“On this project a lot of the new overpass structures are being built with those prefabricated components to help accelerate construction and reduce the impact on traffic,” Barton says.
What’s working in Waco
In the current round of projects, TxDOT's Waco District is the hub of activity. James Construction Group of Belton, Texas, is expanding eight miles of road from Salado to Belton, a $106.7-million project. The company also is working on a $123-million, 6.4-mile section north of Temple and a $90-million, 3.4-mile section through Salado.
Houston-based contractor Webber is working on three I-35 contracts: a $36.8-million, 5.5-mile section north of Abbott, won in July 2010; a $100.9-million award won in February to build an 8-mile section from West to Abbott; and an $88.4-million, 3.4-mile section south of Waco that is using precast concrete beams.
Williams Brothers Construction Co. of Houston is adding lanes to a 13.4-mile section north of Waco as part of a $166.8-million contract.
Coming up, TxDOT is set to award a 9.8-mile section and a 9.6-mile section this fall. Two projects, one 5.9 miles long and another that is 7.9 miles in length, remain unfunded in the district.

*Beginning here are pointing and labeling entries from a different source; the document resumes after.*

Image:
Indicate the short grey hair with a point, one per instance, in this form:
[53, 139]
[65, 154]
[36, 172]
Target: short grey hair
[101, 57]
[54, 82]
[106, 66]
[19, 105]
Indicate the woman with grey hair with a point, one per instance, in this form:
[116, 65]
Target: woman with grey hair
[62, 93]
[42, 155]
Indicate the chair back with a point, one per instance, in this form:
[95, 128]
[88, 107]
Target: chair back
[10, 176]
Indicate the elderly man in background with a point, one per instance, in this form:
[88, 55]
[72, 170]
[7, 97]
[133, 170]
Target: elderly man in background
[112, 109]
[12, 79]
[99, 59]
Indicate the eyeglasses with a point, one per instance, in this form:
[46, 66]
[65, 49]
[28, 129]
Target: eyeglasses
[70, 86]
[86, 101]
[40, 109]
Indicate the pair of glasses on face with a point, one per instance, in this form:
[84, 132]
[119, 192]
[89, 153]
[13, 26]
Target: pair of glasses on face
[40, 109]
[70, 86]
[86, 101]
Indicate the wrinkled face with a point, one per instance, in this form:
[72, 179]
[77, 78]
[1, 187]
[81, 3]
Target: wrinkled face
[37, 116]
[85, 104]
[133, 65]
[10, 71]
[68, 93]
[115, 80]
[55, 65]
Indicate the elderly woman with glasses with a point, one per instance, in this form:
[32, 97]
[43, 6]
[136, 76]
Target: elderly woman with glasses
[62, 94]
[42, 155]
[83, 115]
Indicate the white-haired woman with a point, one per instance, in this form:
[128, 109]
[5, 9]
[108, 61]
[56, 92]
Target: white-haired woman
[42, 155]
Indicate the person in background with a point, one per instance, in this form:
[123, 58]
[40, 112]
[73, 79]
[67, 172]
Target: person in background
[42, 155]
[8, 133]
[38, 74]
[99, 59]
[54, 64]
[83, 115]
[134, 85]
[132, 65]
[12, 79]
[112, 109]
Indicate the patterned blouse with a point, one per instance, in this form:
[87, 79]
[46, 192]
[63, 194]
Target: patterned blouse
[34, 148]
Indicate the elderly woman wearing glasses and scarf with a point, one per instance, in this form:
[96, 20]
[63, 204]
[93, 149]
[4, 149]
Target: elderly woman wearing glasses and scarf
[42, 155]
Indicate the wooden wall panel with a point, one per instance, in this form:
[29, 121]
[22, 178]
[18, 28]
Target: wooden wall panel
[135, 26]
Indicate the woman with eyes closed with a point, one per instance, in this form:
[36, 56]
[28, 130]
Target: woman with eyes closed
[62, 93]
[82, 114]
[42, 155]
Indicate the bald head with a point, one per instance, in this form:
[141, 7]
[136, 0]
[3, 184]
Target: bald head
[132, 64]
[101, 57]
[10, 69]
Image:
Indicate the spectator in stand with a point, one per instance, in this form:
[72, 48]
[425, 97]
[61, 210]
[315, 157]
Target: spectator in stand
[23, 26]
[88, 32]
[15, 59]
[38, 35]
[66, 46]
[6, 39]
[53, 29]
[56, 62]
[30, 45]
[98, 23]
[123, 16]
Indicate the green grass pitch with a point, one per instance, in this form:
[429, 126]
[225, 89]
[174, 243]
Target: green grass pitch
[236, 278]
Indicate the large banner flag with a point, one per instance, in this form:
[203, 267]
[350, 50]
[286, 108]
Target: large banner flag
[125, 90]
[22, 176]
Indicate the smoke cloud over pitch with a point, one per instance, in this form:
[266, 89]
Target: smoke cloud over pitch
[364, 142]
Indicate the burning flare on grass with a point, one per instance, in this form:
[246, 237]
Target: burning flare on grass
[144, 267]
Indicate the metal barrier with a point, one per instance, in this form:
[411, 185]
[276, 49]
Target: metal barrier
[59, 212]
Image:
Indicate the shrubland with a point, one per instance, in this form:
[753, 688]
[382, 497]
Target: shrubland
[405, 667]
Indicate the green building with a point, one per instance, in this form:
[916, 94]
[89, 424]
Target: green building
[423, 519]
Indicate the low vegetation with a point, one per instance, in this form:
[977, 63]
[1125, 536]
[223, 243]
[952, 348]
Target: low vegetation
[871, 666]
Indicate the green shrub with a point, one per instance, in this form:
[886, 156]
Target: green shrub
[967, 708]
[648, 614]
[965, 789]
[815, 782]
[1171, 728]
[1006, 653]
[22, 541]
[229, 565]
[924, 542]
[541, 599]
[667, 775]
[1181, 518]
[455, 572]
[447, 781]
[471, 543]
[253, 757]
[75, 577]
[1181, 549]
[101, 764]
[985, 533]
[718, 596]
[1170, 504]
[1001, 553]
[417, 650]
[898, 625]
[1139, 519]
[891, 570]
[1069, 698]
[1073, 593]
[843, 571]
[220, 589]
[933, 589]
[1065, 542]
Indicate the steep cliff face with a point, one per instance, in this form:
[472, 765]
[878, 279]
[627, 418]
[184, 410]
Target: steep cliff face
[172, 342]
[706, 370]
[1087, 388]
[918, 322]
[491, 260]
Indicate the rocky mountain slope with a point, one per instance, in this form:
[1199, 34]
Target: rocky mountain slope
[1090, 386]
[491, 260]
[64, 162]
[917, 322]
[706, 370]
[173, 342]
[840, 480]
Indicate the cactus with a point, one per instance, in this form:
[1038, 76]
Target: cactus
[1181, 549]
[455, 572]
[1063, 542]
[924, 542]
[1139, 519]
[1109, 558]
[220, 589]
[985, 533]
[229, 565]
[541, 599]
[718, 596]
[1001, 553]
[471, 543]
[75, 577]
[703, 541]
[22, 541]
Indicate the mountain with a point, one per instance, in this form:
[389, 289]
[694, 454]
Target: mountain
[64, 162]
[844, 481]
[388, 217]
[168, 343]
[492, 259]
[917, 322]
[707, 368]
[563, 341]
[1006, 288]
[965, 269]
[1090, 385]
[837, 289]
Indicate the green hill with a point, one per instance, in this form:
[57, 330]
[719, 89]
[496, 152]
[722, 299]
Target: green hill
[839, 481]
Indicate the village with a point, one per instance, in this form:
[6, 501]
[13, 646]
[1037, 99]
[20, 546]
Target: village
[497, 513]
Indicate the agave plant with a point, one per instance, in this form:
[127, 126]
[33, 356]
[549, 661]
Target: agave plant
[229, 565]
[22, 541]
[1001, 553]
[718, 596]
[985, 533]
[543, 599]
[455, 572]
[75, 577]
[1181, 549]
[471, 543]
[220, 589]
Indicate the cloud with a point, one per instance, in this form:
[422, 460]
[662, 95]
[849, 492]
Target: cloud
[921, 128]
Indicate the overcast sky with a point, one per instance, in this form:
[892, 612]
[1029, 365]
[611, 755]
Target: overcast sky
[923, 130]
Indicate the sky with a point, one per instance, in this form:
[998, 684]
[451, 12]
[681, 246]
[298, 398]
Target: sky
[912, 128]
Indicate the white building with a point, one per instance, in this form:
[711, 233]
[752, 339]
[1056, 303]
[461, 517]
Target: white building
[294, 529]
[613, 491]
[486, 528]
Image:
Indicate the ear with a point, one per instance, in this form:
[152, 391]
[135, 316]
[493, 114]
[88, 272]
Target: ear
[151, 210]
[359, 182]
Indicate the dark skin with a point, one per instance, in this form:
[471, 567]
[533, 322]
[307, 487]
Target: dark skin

A new I-35 bridge spanning the Brazos River will use an “extradosed” design, not used before in Texas but common in Europe.
“The city of Waco wanted something different than the normal slab-and-deck bridges we install,” says Greg Malatek, Waco District department director, noting that the unique bridge is similar in cost to the district's typical bridges.
The two 620-ft-long, three-lane bridges, designed by AECOM's San Antonio office, will include steel beams working in conjunction with pylons anchored by shallow-angled cables that will carry between 20% and 30% of the bridge load. “The cables create a compression force that helps support the deck,” says Alanna Bettis, TxDOT design and project development engineer. “You are balancing the loading between the supporting superstructure—which would be the beams and the girders—and the shallow anchored cables that are supporting the deck portion.”
Drill shafts that are 10 ft in diameter and about 50 ft deep will serve as a foundation for the bridge. The shafts will transition into aesthetic columns and pylons. The beams rest on a continuously poured concrete cap that helps support the deck. The Art Deco-style bridges include sidewalks and overlooks for pedestrians.